And at least 24 of the city's SUVs remained parked during last winter's heaviest snowstorms, as The Washington Times first reported in January.

What's more, the city has paid more for its cars than necessary and has provided cars with luxury options for some senior officials.

For instance, when the city bought five Dodge Stratus four-door sedans, it paid $18,155 for each one $2,000 over the base model's retail price and $1,600 more than the D.C. Housing Authority paid for its comparably equipped Ford Taurus.

The situation has gotten the attention of the D.C. Council, which will hold a public hearing today to consider legislation that would consolidate management of the city's fleet and prevent the city from paying at or above sticker price for vehicles.

"The whole reason I want these functions consolidated [is] to be more efficient and get more for less … instead of what appears to be what is today's practice of getting less for more," said council member Carol Schwartz, at-large Republican, who introduced the bill.

Mrs. Schwartz has said the city's purchase of vehicles is haphazard and that centralizing inventory and maintenance of vehicles will reduce waste.

Rep. Thomas M. Davis III, Virginia Republican and chairman of the House Government Reform subcommittee on the District, said through a spokesman that he will monitor Mrs. Schwartz's legislation, which he believes could reduce costs.

"Some of the spending appears to be questionable in terms of getting the most bang for your bucks," Mr. Davis said, adding that the fleet's management was distressing and "would be frustrating to D.C. taxpayers."

Norman S. Dong, deputy mayor for operations, said the city has begun trying to get a handle on buying and maintaining its vehicle in the past year, noting a May 11 decision by Mr. Williams.

The decision requires the Department of Public Works (DPW) to oversee all city vehicle purchases, except those for public schools and the police and fire departments.

Mr. Dong said each city department is being evaluated to determine the use of each of its vehicles.

He said the city will begin on June 24 the first of four "roundups," in which all city vehicles will be inspected and those that are not used properly will be placed into a pool of vehicles. A portion of the fleet will be inspected by DPW employees each week until all are inspected.

"In past years, the District government has not been very diligent in its usage and purchase of vehicles," Mr. Dong said, adding that roundups will help city officials find out the number and condition of the cars.

"Our inventory has been less than 100 percent reliable in the past," he said.

Ronald S. Flowers, DPW's administrator of fleet services, said he will begin purchasing vehicles based on need and will not allow luxury options. He said SUVs will not be ordered unless the user can justify a need for the vehicles.
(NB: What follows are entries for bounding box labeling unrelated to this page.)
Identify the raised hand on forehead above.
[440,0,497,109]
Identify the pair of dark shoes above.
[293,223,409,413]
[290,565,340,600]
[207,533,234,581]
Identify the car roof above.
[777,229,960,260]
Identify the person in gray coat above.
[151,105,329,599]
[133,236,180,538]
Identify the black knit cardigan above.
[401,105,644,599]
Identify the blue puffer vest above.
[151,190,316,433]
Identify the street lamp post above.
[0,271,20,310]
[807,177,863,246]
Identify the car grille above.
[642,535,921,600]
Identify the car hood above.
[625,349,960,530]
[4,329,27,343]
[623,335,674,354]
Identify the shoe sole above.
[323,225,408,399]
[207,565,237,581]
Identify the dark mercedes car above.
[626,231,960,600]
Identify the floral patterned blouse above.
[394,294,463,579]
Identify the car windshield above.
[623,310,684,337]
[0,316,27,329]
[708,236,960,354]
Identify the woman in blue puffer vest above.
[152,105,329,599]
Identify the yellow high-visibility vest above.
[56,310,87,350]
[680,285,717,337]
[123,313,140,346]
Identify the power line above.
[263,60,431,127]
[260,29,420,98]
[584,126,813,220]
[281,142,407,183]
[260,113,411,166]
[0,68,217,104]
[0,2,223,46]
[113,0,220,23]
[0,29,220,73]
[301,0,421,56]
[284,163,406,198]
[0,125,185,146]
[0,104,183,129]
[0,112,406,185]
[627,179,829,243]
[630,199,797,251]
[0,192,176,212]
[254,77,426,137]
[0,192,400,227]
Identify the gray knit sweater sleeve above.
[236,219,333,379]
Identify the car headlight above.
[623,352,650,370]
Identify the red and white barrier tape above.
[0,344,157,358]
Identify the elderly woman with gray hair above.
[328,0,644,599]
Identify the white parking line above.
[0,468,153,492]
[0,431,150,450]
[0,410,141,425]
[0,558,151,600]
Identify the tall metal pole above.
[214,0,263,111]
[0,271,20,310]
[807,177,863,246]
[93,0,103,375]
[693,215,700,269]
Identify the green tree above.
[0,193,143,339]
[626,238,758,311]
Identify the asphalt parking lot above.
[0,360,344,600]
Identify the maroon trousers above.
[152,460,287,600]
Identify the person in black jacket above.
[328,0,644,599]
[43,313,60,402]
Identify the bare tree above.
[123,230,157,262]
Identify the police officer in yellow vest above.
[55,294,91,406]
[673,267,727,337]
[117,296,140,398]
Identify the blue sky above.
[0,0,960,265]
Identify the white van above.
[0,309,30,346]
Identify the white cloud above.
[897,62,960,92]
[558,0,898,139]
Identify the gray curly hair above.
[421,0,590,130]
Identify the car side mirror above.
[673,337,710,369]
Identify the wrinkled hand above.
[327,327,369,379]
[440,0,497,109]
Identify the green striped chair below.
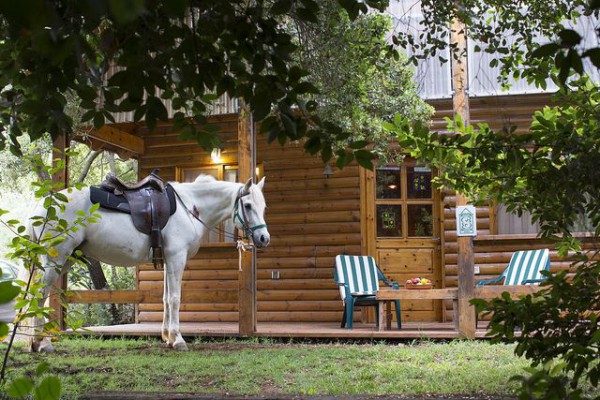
[334,255,402,329]
[477,249,550,286]
[475,249,550,327]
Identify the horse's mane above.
[194,174,216,183]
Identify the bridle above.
[173,187,267,240]
[233,187,267,238]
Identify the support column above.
[238,107,256,336]
[49,134,69,330]
[450,12,475,339]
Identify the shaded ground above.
[80,392,513,400]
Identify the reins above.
[167,183,267,242]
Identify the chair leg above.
[394,300,402,329]
[346,296,354,329]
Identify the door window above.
[375,163,434,238]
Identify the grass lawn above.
[0,338,528,398]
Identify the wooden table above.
[376,287,458,331]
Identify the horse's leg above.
[161,269,172,344]
[165,255,187,350]
[31,260,71,353]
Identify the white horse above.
[31,175,270,351]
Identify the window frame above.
[374,161,437,240]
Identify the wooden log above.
[258,245,361,258]
[138,302,238,312]
[257,278,338,291]
[473,285,548,299]
[140,311,238,322]
[66,289,237,304]
[268,199,360,214]
[265,164,359,182]
[258,300,343,312]
[265,176,358,193]
[257,288,342,304]
[265,188,360,204]
[271,233,361,247]
[269,222,360,236]
[266,210,360,225]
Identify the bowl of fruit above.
[404,277,433,290]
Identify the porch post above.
[238,106,256,336]
[450,11,475,339]
[49,133,69,330]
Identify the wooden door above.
[362,161,443,321]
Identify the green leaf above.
[0,321,9,341]
[531,42,559,58]
[35,362,50,377]
[558,29,581,47]
[34,376,61,400]
[296,7,319,23]
[354,150,376,169]
[6,377,33,399]
[0,281,21,304]
[582,47,600,68]
[109,0,145,24]
[271,0,292,15]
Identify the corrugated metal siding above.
[388,0,600,99]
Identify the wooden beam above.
[473,285,548,300]
[49,134,69,330]
[87,125,145,156]
[238,107,256,336]
[450,10,475,339]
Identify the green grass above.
[0,338,527,398]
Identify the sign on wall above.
[456,206,477,236]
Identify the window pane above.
[223,168,237,182]
[377,205,402,237]
[406,167,431,199]
[375,167,402,199]
[408,204,433,236]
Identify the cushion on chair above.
[503,249,550,285]
[335,255,379,300]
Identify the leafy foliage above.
[474,255,600,399]
[388,0,600,399]
[394,0,600,89]
[0,158,98,400]
[289,0,433,168]
[0,0,387,164]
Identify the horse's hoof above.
[173,342,188,351]
[33,343,54,353]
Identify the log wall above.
[134,95,596,322]
[137,115,361,322]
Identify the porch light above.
[210,147,223,164]
[323,164,333,178]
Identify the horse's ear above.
[242,178,252,195]
[256,176,265,192]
He said he has a directive from and the support of the mayor to clean up the vehicle fleet. "For a change, the captain has the support of the generals," Mr. Flowers said. "That's what makes the difference."

Vehicles such as those used by DPW Director Vanessa Dale Burns and Natwar M. Gandhi, acting chief financial officer, have expensive add-ons.

Miss Burns' 1999 Ford Explorer comes complete with chrome wheels, raised white letter tires, running boards and a rear-window wiper. A leased black 1998 Ford Taurus that is assigned to the Office of Tax and Revenue and used by Mr. Gandhi has a leather interior and a high-performance engine.

The city's number of SUVs, a status vehicle used more often by managers than workers, increased after the mayor adopted a $40,000 Ford Expedition as the limousine he uses to travel around the city.

The city also purchased many two-wheel-drive SUVs, which are of little use in snow and cost $8,000 more than a comparably equipped pickup trucks like the Ford Ranger and the Chevrolet S-10.

Linda Grant, spokeswoman for public works, said she did not know how many two-wheel-drive SUVs were purchased or why.

The city was criticized for failing to get city streets cleared during the winter snowstorms even though it had bought four-wheel-drive SUVs to handle snow driving. Mr. Flowers said that, instead of purchasing SUVs, the city will begin buying heavy-duty pickup trucks that can be used to plow streets and pick up trash.

The Times has reviewed the city's fleet-inventory report and found no centralized management system and chaotic purchasing.

The costs for similar vehicles vary by thousands of dollar, and the city has purchased vehicles from almost every major brand, which makes it difficult to maintain parts and supplies.

Many of the new city vehicles are operated without government markings or identification numbers, making it is more difficult to determine if city employees abuse the use of the vehicles. Mr. Flowers said all vehicles will be marked with government identifications during the roundups.